Design Patterns
Proven patterns for structuring collaborative data that scales and handles concurrent edits gracefully.
Overview
These patterns emerge from real-world collaborative applications. They solve common problems like maintaining order while allowing concurrent edits, organizing complex hierarchies, and keeping data structures efficient.
Topics
- ID-Based Storage - Store content by ID, reference by ID (most important pattern)

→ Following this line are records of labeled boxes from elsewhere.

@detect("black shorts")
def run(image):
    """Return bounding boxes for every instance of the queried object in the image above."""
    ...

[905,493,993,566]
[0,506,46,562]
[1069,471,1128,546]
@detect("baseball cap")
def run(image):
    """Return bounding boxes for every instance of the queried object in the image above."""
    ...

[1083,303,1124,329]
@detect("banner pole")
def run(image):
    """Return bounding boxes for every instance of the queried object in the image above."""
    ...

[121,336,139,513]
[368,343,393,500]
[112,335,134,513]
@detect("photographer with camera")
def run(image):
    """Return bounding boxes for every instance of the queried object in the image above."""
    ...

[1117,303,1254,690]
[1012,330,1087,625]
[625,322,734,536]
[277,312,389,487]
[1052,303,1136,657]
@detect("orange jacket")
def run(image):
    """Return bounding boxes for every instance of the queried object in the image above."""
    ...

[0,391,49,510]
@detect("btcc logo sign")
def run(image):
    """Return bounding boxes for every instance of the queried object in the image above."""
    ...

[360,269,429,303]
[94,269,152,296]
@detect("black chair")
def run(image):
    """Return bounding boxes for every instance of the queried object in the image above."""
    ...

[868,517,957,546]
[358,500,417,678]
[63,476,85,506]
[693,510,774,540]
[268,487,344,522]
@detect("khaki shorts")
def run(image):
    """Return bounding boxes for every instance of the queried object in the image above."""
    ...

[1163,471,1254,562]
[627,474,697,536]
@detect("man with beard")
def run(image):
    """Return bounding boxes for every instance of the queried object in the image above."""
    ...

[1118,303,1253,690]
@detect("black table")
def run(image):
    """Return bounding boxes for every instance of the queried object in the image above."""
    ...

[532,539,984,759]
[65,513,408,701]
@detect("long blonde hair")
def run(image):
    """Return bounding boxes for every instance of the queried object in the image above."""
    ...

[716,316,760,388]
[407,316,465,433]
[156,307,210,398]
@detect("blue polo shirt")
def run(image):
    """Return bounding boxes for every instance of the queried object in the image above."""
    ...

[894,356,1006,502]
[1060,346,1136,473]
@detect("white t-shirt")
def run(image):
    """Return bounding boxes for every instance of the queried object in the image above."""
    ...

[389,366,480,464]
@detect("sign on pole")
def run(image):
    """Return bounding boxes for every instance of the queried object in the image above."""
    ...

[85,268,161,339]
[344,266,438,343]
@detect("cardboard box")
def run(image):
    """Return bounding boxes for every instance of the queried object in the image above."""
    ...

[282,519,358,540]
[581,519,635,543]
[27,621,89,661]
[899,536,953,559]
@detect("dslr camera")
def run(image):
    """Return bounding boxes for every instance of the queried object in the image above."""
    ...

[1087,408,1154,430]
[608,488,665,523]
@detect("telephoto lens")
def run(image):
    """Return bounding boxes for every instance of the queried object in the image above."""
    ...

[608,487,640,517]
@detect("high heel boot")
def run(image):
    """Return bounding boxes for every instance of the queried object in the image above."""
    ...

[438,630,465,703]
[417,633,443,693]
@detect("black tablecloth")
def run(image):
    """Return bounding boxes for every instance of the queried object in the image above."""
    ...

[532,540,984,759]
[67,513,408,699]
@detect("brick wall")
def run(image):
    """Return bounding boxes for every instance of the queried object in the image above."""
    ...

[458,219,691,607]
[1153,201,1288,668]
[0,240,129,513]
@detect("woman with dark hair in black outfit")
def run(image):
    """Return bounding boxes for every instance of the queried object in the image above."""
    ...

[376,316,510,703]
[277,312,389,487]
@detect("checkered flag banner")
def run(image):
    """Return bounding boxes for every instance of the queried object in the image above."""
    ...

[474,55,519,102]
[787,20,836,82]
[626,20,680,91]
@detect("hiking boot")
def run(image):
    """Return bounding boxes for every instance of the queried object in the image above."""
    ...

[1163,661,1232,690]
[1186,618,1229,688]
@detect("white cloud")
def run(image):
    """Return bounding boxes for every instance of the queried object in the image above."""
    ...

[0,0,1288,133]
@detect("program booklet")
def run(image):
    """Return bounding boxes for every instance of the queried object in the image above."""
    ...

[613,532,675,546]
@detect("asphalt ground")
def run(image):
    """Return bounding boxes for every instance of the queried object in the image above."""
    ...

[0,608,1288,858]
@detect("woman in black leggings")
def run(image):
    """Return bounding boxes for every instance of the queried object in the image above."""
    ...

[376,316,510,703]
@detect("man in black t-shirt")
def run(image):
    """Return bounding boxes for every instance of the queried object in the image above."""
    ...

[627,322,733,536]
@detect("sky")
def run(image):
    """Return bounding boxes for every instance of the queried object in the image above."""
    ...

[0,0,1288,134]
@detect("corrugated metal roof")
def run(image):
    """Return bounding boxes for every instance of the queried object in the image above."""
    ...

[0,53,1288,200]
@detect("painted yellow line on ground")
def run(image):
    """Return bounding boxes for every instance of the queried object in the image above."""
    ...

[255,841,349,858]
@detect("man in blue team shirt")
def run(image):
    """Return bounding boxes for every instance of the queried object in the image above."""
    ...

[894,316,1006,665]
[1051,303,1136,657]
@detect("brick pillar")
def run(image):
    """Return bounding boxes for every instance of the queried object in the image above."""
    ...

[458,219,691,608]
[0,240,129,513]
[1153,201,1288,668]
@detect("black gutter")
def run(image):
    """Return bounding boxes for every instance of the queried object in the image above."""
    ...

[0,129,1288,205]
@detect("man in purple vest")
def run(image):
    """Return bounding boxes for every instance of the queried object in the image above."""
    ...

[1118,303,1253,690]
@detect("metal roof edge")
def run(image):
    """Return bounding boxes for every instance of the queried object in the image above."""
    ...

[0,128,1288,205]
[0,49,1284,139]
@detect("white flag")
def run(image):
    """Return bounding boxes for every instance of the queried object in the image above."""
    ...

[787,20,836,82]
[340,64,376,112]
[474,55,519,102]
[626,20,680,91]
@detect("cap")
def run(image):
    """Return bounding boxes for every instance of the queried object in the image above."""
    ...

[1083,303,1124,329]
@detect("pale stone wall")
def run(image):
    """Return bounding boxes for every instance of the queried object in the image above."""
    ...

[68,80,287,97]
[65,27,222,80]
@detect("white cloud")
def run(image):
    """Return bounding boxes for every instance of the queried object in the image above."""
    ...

- JSON vs Y.Map Tradeoffs - When to use plain JSON vs nested Y.Maps
- Separate Content Maps - Splitting data by type for performance
- Ordering with Arrays - Using Y.Array for element order
- Style Inheritance - Prototype chains for theming and defaults
Pattern Selection Guide
| Your Need | Recommended Pattern |
|---|---|
| Items that can be reordered | ID-Based Storage + Ordering Arrays |
| Many small entities vs complex objects | JSON vs Y.Map Tradeoffs |
| Hierarchical data (trees) | ID-Based Storage with parent references |
| Large documents with many object types | Separate Content Maps |
| Theming or default values | Style Inheritance |
| Simple key-value storage | Direct Y.Map (no special pattern needed) |
The Most Important Rule
Never store complex objects in arrays that will be reordered.
This single rule prevents the most common and destructive CRDT bugs. When you need to reorder items:
- Store the actual content in a Y.Map keyed by ID
- Store only the IDs in a Y.Array for ordering
- Reorder by moving IDs in the array, not the content
See ID-Based Storage for complete examples.